Hoe baseline meting van gedrag werkt

Inhoudsopgave:

Anonim

De term nulmeting kan verwijzen naar een meting van elk probleem, of het nu gaat om gedragsproblemen van een kind of een sociale ziekte in de eigen gemeenschap. In termen van een kind dat zich gedraagt, verwijst een nulmeting echter naar de beginmeting van een gedrag.

Stel bijvoorbeeld dat een kind met ADHD (Attention Deficit Hyperactivity Disorder) herhaaldelijk antwoorden in de klas flapt. De nulmeting zou beoordelen hoe vaak het kind dit gedrag vertoont. Een opvoeder die het kind observeert, stelt vast dat hij deze uitbarstingen minstens 11 keer per dag heeft.

Hoe de basislijn van gedrag werkt

Deze basislijn van gedrag wordt gemeten voordat een interventie wordt gestart. De leraar van het kind of een ander lid van de faculteit zou de basislijn van het off-task-gedrag van de student meten voordat een gedragsveranderingssysteem wordt geïmplementeerd dat is ontworpen om het on-tasking-gedrag van de student te vergroten.

De nulmeting, vergeleken met latere metingen na de interventie, geeft een startpunt om te meten hoe effectief de interventie is.

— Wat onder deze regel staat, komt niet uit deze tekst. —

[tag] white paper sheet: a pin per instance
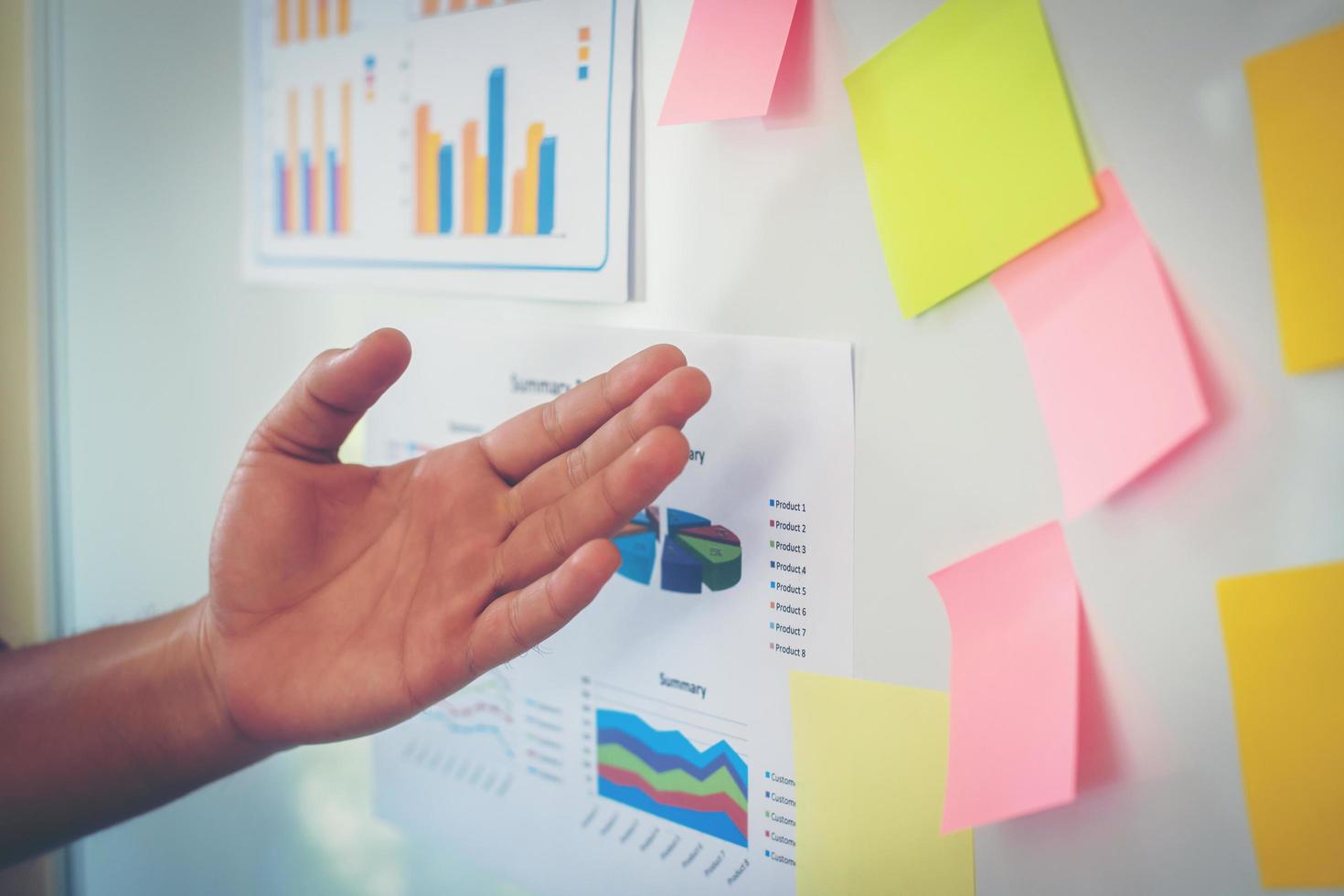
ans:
(514, 770)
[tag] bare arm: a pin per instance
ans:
(106, 726)
(343, 598)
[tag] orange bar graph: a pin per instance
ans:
(517, 225)
(479, 179)
(429, 188)
(469, 136)
(292, 163)
(343, 180)
(317, 156)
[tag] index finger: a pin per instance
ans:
(522, 443)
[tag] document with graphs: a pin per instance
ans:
(479, 148)
(645, 747)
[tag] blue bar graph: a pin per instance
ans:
(281, 192)
(546, 188)
(495, 149)
(334, 191)
(445, 188)
(306, 168)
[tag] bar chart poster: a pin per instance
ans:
(649, 747)
(461, 146)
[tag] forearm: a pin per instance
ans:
(105, 726)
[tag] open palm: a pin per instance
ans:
(345, 598)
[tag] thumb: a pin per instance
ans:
(323, 406)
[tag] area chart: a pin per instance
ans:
(664, 774)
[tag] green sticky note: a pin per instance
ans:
(969, 145)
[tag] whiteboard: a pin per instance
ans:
(167, 360)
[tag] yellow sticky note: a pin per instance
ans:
(969, 145)
(869, 763)
(1297, 101)
(1285, 653)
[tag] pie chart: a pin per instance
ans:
(697, 554)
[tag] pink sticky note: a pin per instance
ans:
(1108, 352)
(1014, 738)
(729, 62)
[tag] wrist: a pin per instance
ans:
(208, 730)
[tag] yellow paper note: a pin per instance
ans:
(1297, 100)
(869, 762)
(1285, 653)
(969, 145)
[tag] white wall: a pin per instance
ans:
(742, 228)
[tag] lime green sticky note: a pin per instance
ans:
(969, 145)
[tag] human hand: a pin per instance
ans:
(346, 598)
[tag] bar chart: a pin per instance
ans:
(460, 186)
(453, 145)
(314, 171)
(302, 20)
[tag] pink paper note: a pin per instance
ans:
(729, 62)
(1014, 738)
(1108, 352)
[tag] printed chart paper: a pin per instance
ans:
(969, 145)
(1108, 352)
(1015, 620)
(872, 761)
(1284, 633)
(440, 145)
(729, 60)
(1296, 102)
(646, 747)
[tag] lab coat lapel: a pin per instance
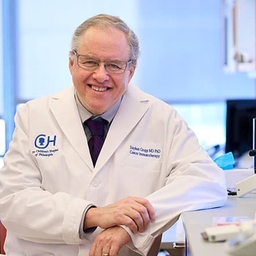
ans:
(64, 109)
(131, 110)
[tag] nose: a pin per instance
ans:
(101, 74)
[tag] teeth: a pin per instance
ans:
(99, 89)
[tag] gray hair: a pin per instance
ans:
(106, 21)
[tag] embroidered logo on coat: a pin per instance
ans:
(45, 145)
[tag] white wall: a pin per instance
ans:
(180, 47)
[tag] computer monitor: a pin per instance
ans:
(239, 123)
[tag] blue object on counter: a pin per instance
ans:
(226, 161)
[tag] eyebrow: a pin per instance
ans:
(93, 57)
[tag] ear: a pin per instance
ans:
(71, 60)
(132, 70)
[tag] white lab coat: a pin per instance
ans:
(48, 178)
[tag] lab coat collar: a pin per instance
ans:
(133, 106)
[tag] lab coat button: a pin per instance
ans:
(96, 182)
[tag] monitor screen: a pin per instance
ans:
(239, 126)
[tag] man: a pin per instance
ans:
(59, 198)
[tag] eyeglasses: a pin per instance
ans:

In het geval van het kind met ADHD kan de leraar het kind enkele strategieën geven om te stoppen met het uitschreeuwen van antwoorden in de klas. De leraar kan positieve gedragsbekrachtiging proberen. Elke keer dat het kind bijvoorbeeld zijn hand opsteekt voordat het de leraar een antwoord geeft, kan ze het kind op de een of andere manier belonen, door hem bijvoorbeeld toe te staan ​​haar helper te zijn wanneer ze papieren uitdeelt aan de leerlingen in de klas of hem extra minuten speeltijd geeft. gratis leestijd.

Na het gebruik van deze strategieën om het negatieve gedrag van de leerling te verminderen, zou de leraar opnieuw meten hoe vaak het kind antwoorden eruit flapt in plaats van te wachten om in de klas te worden geroepen. Na gebruik te hebben gemaakt van strategieën voor gedragsverandering, merkt de leraar dat het kind nu nog maar ongeveer vijf keer per dag antwoorden in de klas flapt. Dit laat de opvoeder weten dat haar interventieplan werkt.

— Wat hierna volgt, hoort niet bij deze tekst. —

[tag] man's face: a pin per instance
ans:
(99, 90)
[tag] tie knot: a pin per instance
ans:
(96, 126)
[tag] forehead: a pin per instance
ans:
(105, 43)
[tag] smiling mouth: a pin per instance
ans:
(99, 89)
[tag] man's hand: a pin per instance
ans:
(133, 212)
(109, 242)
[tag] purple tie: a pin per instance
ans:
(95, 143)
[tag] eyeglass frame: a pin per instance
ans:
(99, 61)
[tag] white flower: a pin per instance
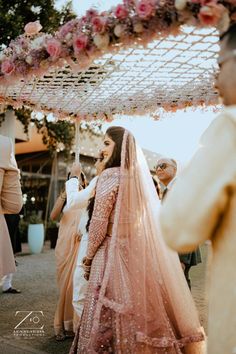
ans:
(68, 37)
(224, 23)
(138, 27)
(2, 56)
(29, 59)
(35, 9)
(37, 42)
(180, 4)
(101, 40)
(119, 30)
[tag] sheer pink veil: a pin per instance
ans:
(143, 286)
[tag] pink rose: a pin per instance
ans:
(53, 48)
(7, 67)
(211, 14)
(91, 13)
(99, 24)
(204, 2)
(80, 43)
(32, 28)
(145, 8)
(121, 12)
(128, 3)
(67, 28)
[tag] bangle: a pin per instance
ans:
(87, 268)
(74, 177)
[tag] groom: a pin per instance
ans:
(166, 172)
(202, 205)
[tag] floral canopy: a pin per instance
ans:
(141, 56)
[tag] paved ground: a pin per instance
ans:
(36, 278)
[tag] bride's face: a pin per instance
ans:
(107, 148)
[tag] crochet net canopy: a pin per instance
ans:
(117, 62)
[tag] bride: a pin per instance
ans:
(137, 298)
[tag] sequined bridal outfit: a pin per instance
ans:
(137, 299)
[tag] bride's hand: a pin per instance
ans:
(75, 170)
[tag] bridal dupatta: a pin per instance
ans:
(141, 302)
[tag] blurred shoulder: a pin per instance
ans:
(5, 142)
(109, 177)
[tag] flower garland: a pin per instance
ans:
(80, 41)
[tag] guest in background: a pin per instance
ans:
(84, 200)
(10, 202)
(66, 254)
(166, 172)
(12, 221)
(202, 205)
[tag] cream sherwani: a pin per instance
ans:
(79, 200)
(201, 206)
(10, 202)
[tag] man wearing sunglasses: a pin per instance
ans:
(202, 205)
(166, 170)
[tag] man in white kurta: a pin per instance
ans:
(202, 205)
(10, 203)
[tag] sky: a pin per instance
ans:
(176, 135)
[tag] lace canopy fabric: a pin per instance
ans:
(168, 74)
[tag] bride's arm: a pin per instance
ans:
(106, 195)
(76, 199)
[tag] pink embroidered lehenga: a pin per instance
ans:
(137, 299)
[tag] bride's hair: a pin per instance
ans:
(116, 134)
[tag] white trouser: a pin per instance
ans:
(6, 281)
(79, 283)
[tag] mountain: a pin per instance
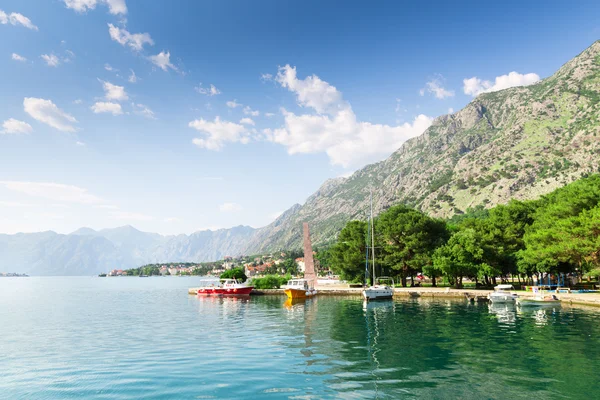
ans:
(517, 143)
(89, 252)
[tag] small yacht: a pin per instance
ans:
(380, 288)
(503, 294)
(299, 289)
(540, 301)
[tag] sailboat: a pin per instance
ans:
(303, 288)
(380, 289)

Als het kind 11 keer per dag antwoorden blijft flappen, hetzelfde aantal als toen ze de nulmeting van zijn gedrag deed, zou de leraar weten dat ze een andere interventiemethode moest bedenken om het gedrag van het kind te corrigeren.

Wat te doen als een gedragsaanpassingsplan mislukt?

Leraren en ouders moeten alternatieven overwegen wanneer een plan voor gedragsverandering misgaat. In plaats van alleen positieve bekrachtiging te gebruiken om het aantal uitbarstingen van het kind met ADHD in de klas te verminderen, moet het kind misschien ook de negatieve gevolgen van zijn uitbarstingen onder ogen zien. De leerkracht kan bepalen dat er andere aanpassingen nodig zijn om de gedragsproblemen van de leerling te verhelpen.

Het kind weghalen bij een bepaalde leerling kan helpen als wordt vastgesteld dat de klasgenoot het kind opjaagt. Of misschien zit het kind achter in de klas en voelt het dat schreeuwen de enige manier is om gehoord te worden. Een schoolbegeleider of psycholoog kan wellicht meer inzicht geven in de oorzaak van de gedragsproblemen van het kind.